Self-Purification Mitigates Backdoors in Multimodal Diffusion Language Models

TL;DR

This paper introduces DiSP, a novel backdoor defense framework for Multimodal Diffusion Language Models that effectively neutralizes backdoors by self-purification and selective token masking, significantly reducing attack success rates.

Contribution

The paper proposes DiSP, a backdoor mitigation method for MDLMs that does not require auxiliary models or clean data, using self-purification and token masking techniques.

Findings

DiSP reduces attack success rate from over 90% to under 5%.

The method maintains model performance on clean tasks.

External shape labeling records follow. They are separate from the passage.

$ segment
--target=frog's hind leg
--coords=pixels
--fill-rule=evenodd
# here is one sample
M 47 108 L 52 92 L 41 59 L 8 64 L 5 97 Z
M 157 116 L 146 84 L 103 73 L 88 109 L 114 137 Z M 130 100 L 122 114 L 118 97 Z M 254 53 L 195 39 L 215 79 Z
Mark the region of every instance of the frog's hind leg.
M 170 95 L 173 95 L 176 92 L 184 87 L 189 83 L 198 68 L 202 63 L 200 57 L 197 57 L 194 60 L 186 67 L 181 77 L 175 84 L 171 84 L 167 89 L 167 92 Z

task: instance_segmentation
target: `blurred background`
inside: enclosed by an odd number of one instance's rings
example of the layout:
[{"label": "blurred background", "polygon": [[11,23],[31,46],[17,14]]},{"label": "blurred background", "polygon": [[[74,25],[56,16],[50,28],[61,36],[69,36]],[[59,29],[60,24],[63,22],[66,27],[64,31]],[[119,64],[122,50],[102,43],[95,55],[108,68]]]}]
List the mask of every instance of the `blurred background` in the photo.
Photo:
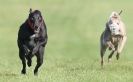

Effective against data-poisoning backdoor attacks.

Abstract

Multimodal Diffusion Language Models (MDLMs) have recently emerged as a competitive alternative to their autoregressive counterparts. Yet their vulnerability to backdoor attacks remains largely unexplored. In this work, we show that well-established data-poisoning pipelines can successfully implant backdoors into MDLMs, enabling attackers to manipulate model behavior via specific triggers while maintaining normal performance on clean inputs. However, defense strategies effective to these models are yet to emerge. To bridge this gap, we introduce a backdoor defense framework for MDLMs named DiSP (Diffusion Self-Purification). DiSP is driven by a key observation: selectively masking certain vision tokens at inference time can neutralize a backdoored model's trigger-induced behaviors and restore normal functionality. Building on this, we purify the poisoned dataset using the compromised model itself, then fine-tune the model on the purified data to recover it to a clean one. Given such a specific design, DiSP can remove backdoors without requiring any auxiliary models or clean reference data. Extensive experiments demonstrate that our approach effectively mitigates backdoor effects, reducing the attack success rate (ASR) from over 90% to typically under 5%, while maintaining model performance on benign tasks.